From the NY Times:
The city’s Department of Education plans to offer a contract renewal to a school bus company that was identified in a federal investigation as having paid bribes to school bus inspectors.
Logan Bus Company was one of nine companies identified in the investigation as having paid bribes in exchange for favorable treatment, which in some cases included overlooking safety violations and falsifying records that allowed the companies to overcharge the city.
The city takes measures to exclude companies from city contracting that have defrauded it. But the bus companies were not charged with any crimes, and prosecutors have described the owners in court as victims of an extortion plot who feared for their safety.
The department, which transports 160,000 students a day during the regular school year, decided to stay with Logan because it agreed to cost concessions and to submit to “onerous” independent monitoring, said Eric Goldstein, who is in charge of food and busing for the Department of Education.
And from the Daily News:
A City Department of Education panel yesterday held off on recommending hiring a school bus company whose owner bribed city inspectors and a mobbed-up union for years.
A panel that advises the department on hiring contractors declined to recommend hiring Logan Bus Co. the same day the Daily News revealed Logan's owner, Michael Tornabe, confessed his deeds to the FBI in exchange for immunity from prosecution.

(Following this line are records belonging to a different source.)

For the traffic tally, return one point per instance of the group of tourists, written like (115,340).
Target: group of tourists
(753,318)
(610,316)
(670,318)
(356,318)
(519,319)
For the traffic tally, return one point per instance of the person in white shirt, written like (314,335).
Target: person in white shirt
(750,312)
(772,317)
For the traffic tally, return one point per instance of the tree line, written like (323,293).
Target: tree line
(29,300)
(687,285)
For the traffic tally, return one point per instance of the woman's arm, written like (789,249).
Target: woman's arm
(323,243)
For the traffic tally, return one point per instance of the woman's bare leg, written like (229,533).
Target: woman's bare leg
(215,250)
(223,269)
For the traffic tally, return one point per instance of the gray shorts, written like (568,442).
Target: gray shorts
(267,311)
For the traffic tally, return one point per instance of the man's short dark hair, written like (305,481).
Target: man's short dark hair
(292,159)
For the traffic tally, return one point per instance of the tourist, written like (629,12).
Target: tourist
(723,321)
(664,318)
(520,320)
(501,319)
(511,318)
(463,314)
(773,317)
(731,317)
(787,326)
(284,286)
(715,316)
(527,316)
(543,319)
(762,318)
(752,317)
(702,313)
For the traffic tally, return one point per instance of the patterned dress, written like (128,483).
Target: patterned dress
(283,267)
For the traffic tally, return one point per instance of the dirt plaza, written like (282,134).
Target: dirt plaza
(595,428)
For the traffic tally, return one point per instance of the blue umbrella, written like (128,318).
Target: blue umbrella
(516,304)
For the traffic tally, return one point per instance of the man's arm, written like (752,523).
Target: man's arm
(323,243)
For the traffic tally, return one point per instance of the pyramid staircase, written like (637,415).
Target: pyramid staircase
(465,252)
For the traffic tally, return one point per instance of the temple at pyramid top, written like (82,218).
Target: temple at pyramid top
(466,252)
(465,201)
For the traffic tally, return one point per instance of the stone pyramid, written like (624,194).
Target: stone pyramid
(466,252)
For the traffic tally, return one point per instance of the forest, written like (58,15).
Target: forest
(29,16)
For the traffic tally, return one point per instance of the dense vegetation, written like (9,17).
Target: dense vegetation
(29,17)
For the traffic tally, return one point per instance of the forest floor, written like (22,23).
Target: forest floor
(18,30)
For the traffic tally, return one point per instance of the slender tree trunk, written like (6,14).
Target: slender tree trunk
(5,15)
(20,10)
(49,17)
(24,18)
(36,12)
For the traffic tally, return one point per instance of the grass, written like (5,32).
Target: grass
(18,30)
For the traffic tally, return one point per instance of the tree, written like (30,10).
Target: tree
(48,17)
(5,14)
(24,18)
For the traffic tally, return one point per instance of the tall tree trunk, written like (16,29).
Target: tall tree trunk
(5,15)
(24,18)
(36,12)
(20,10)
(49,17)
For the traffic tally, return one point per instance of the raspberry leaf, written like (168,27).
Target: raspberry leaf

Last night the Contracts Committee of the Panel on Education Policy had enough concerns to hold off making a decision about Logan, one of 44 private companies hired to transport city students. Many of the other firms' contracts will soon expire as well.
The decision was put off until the full panel meets Thursday.
"Why didn't you put some of the contracts out for bid?" asked panel member Patrick Sullivan.
David Ross, the Education Department's director of contracts, said, "We want to bid and we intend to bid, [but] it's not realistic for us to bid the entire city at one time."